Regarding the results of GSEA, we found that several pathways, such as cell cycle, glycosaminoglycan biosynthesis heparin sulfate, homologous recombination, RNA polymerase were positively associated with risk scores whereas arachidonic acid metabolism, cytokine receptor interaction, drug metabolism cytochrome P450 were negatively correlated with risk scores. In addition, PPI and metascape analyses found that cell cycle, cell division, DNA damage, and cytokines levels were enriched by analyzing the pathway enrichment of nine lncRNAs-coexpressed genes. Cell cycle is one of the most important regulatory mechanisms of cellular growth and proliferation. Generally, dysregulation of this pathway is thought to be the first step in carcinogenesis of RCC [Citation28]. A previous study also revealed that glycosaminoglycans may serve as potential biomarkers in RCC [Citation29]. Besides, the metabolism of arachidonic acid by either the cyclooxygenase or lipoxygenase pathway is believed to play an important role in tumor promotion [Citation30]. Microtubule Interacting and Trafficking Domain containing one has been reported to participate in cytokinesis of cell division, and high level of it has been found to trigger a worse survival of RCC, correlate with CD8 + T cell and mediate immune response and cytokine–cytokine receptor signalings [Citation31]. Joon Chae et al. have determined that alteration in the DNA damage response pathway correlates with increased recurrence in locally advanced clear-cell RCC, hinting exploration of therapeutic agents targeting this pathway for treating these patients [Citation32]. Therefore, the activation of the above mechanisms and pathways may lead to tumorigenesis and progression of RCC. These data further emphasized the importance of the identified lncRNAs in the present study.

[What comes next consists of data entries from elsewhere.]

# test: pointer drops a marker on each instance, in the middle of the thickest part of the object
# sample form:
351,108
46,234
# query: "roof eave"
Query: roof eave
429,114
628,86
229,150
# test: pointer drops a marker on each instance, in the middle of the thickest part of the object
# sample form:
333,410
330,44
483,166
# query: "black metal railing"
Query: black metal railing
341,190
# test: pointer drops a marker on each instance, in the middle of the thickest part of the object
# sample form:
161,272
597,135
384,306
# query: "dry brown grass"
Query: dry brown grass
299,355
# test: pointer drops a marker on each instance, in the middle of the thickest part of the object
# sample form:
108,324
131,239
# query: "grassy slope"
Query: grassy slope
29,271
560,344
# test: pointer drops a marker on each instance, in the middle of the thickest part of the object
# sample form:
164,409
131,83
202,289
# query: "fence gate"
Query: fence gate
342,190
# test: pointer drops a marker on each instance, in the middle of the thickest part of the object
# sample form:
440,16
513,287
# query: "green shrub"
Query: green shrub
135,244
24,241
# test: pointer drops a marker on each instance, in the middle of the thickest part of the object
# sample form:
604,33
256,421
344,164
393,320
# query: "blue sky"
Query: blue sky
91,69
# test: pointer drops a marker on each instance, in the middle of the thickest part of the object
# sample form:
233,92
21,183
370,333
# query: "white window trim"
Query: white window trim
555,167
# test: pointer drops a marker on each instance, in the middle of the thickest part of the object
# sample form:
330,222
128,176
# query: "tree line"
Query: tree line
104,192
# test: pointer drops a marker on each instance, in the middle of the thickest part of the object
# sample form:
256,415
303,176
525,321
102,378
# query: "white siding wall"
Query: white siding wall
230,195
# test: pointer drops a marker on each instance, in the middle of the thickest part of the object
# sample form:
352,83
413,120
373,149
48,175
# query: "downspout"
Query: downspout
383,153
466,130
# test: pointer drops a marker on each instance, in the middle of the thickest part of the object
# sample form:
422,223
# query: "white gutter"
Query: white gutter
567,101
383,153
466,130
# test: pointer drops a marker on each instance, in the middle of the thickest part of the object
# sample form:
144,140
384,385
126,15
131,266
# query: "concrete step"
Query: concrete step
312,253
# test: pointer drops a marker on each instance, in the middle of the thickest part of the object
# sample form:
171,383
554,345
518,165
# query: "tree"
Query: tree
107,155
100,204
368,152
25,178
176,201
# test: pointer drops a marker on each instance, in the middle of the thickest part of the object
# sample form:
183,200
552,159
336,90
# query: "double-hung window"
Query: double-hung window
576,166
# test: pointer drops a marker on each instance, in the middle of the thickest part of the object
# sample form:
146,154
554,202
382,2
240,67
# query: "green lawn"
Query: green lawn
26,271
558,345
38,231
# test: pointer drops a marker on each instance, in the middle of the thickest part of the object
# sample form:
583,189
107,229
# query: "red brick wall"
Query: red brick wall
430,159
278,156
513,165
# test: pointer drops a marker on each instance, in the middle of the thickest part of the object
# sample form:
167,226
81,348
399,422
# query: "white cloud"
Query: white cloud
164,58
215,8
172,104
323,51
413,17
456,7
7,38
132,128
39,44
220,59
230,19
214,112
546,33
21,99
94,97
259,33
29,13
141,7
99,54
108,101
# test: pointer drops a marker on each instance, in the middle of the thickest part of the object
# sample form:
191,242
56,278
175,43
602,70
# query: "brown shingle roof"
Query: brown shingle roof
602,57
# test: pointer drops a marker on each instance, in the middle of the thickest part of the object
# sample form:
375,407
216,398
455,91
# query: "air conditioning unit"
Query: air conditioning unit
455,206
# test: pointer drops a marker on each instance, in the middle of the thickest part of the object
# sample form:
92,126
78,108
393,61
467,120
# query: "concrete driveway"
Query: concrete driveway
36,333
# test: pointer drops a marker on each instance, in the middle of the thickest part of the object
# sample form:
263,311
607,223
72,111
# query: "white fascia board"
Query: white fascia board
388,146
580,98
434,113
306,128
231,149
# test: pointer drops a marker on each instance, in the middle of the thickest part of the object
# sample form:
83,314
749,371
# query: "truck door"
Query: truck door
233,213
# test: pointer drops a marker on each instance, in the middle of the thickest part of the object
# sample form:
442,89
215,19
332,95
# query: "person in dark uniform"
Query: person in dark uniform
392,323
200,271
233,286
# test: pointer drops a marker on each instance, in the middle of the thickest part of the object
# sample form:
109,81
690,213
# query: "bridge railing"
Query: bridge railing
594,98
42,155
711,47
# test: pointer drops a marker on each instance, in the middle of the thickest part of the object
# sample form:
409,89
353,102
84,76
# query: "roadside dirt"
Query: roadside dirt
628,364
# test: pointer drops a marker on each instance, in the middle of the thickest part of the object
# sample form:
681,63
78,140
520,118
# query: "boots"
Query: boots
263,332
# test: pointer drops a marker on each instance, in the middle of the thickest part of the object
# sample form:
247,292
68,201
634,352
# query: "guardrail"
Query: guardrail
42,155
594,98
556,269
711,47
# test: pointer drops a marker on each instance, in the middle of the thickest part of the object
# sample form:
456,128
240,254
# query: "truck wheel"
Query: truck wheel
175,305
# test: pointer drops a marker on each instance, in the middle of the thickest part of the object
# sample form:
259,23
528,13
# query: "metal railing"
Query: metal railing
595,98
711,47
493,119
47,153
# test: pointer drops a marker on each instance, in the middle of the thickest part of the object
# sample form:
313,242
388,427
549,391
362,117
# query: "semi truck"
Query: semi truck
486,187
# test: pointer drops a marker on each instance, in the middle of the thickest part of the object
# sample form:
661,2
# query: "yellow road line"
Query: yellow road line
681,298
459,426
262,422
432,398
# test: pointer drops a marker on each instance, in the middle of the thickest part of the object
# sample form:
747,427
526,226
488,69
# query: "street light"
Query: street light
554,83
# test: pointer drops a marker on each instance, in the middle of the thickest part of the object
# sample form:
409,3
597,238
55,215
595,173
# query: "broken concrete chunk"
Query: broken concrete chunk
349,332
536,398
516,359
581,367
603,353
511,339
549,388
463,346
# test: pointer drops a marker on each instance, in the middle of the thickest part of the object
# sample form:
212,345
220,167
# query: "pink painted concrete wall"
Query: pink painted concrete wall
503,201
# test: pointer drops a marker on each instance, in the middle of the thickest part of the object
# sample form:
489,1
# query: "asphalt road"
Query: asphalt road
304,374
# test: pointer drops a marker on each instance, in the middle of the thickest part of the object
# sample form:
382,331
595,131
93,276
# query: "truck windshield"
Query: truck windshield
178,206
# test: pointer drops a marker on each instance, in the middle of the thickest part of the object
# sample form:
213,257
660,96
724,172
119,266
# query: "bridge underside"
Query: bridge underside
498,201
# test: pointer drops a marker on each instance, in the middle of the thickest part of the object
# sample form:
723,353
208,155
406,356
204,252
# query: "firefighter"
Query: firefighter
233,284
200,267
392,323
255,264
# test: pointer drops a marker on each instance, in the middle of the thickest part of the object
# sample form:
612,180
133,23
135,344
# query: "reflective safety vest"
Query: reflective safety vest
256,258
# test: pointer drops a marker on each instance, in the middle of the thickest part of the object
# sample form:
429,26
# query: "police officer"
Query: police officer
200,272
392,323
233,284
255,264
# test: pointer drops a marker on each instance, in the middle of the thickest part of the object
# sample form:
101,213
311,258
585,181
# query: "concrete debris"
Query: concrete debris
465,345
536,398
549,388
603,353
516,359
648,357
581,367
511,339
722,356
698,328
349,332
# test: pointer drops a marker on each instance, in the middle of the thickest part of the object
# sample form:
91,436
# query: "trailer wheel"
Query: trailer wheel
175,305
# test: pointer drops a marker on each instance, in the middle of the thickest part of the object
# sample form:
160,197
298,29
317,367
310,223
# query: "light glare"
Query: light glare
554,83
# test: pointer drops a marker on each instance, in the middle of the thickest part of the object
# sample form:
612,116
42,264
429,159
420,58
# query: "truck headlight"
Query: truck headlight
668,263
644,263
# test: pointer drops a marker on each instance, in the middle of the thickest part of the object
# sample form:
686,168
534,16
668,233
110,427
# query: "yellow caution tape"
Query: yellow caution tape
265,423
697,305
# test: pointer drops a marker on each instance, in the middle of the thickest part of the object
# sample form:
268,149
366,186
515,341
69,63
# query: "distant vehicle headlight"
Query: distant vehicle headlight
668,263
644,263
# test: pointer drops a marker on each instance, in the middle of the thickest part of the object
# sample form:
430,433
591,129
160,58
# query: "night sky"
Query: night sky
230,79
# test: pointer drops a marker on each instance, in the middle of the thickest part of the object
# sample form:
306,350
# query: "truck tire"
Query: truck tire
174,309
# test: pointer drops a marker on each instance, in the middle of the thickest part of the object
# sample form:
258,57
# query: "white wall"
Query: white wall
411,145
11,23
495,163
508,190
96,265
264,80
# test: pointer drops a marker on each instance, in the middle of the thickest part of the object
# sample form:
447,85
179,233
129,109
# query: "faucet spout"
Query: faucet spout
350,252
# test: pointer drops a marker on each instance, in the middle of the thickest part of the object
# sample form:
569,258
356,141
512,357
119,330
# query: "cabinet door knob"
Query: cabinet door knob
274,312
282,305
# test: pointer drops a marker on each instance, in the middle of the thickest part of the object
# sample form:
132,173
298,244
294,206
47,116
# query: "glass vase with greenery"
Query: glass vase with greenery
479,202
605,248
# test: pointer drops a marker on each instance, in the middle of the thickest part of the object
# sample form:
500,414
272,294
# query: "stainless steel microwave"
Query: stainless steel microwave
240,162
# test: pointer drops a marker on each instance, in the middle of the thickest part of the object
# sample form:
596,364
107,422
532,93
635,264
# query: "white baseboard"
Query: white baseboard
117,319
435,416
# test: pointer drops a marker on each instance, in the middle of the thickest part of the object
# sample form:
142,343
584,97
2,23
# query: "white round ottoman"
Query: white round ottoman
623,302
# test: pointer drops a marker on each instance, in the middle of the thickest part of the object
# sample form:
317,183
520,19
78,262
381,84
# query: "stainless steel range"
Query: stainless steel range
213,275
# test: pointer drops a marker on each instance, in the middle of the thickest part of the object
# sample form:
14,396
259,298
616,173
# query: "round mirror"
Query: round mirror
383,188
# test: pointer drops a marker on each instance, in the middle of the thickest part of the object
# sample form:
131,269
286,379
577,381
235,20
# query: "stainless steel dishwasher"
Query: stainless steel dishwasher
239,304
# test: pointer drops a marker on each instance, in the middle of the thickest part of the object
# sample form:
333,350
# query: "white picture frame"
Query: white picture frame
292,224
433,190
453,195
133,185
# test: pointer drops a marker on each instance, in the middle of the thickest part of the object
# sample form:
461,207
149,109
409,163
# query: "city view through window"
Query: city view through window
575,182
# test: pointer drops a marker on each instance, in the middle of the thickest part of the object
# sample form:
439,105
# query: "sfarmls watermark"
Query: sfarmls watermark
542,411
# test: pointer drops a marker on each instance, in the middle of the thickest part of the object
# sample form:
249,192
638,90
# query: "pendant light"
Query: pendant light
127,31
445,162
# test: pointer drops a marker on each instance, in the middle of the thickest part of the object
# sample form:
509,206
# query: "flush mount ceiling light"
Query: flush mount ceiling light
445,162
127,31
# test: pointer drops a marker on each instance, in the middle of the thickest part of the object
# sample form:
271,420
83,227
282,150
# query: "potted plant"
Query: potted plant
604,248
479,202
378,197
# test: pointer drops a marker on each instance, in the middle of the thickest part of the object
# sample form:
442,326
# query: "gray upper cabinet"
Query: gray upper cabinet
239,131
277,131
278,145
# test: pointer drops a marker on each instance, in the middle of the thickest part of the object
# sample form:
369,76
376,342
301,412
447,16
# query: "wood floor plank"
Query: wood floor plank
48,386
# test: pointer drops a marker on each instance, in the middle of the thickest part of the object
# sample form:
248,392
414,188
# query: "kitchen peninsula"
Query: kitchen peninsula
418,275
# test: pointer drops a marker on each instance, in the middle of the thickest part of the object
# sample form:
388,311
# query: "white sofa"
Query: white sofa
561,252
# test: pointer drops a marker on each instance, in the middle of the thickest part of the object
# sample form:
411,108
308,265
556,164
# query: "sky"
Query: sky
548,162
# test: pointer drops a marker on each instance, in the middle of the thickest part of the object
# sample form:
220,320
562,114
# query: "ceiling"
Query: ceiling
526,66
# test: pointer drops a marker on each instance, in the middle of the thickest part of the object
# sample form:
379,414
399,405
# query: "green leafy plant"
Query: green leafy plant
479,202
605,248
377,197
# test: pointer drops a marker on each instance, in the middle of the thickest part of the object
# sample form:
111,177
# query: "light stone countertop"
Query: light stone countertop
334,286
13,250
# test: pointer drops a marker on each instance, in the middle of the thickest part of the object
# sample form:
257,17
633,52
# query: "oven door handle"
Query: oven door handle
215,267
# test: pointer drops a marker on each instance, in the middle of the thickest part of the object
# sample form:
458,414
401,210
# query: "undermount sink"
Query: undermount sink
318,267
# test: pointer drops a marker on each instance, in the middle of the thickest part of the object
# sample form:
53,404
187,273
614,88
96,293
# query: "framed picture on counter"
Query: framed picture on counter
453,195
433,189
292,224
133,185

However, there were some limitations to the present study. Firstly, incorporated cases were a small number that were insufficient for establishing an ideal signature model for predicting survival in patients with pathological stage IV and histological grade of G4 of RCC. Secondly, this signature is warranted to be verified in the further study through our institute collected cases or experimental analyses in vitro or in vivo. Further, mechanism of action behind this signature regulating RCC progression will be worth depth exploring.

Conclusion

Taken together, the present study analyzed the effect of clinical features on the survival of RCC based on a large population samples that obtained from SEER database. Furthermore, a 9-lncRNA signature for predicting survival in patients with pathological stage IV and histological grade of G4 of RCC was constructed by analyzing the RNA-Seq expression profile in TCGA cohort. The risk score model was a potential prognostic biomarker for patients with high stage and grade of RCC. The results of pathway enrichment reflecting cell division and cell cycle-related signaling also deciphered the potential mechanism of its regulating the progression of RCC. Our results may provide a good predictive performance in the further treatment of RCC with pathological stage IV and histological grade of G4.

Highlights

1. A nine-lncRNA signature was built to predict survival in patients with pathological stage IV and histological grade of G4 of RCC.

2. Independent prognosticators were identified to provide favorable evidence for clinical prediction.

3. Discriminating prognostic-associated lncRNA signature and enrichment analysis contributes to uncover the pathogenesis for RCC patients with stage IV and grade of G4.

Disclosure statement

No potential conflict of interest was reported by the author(s).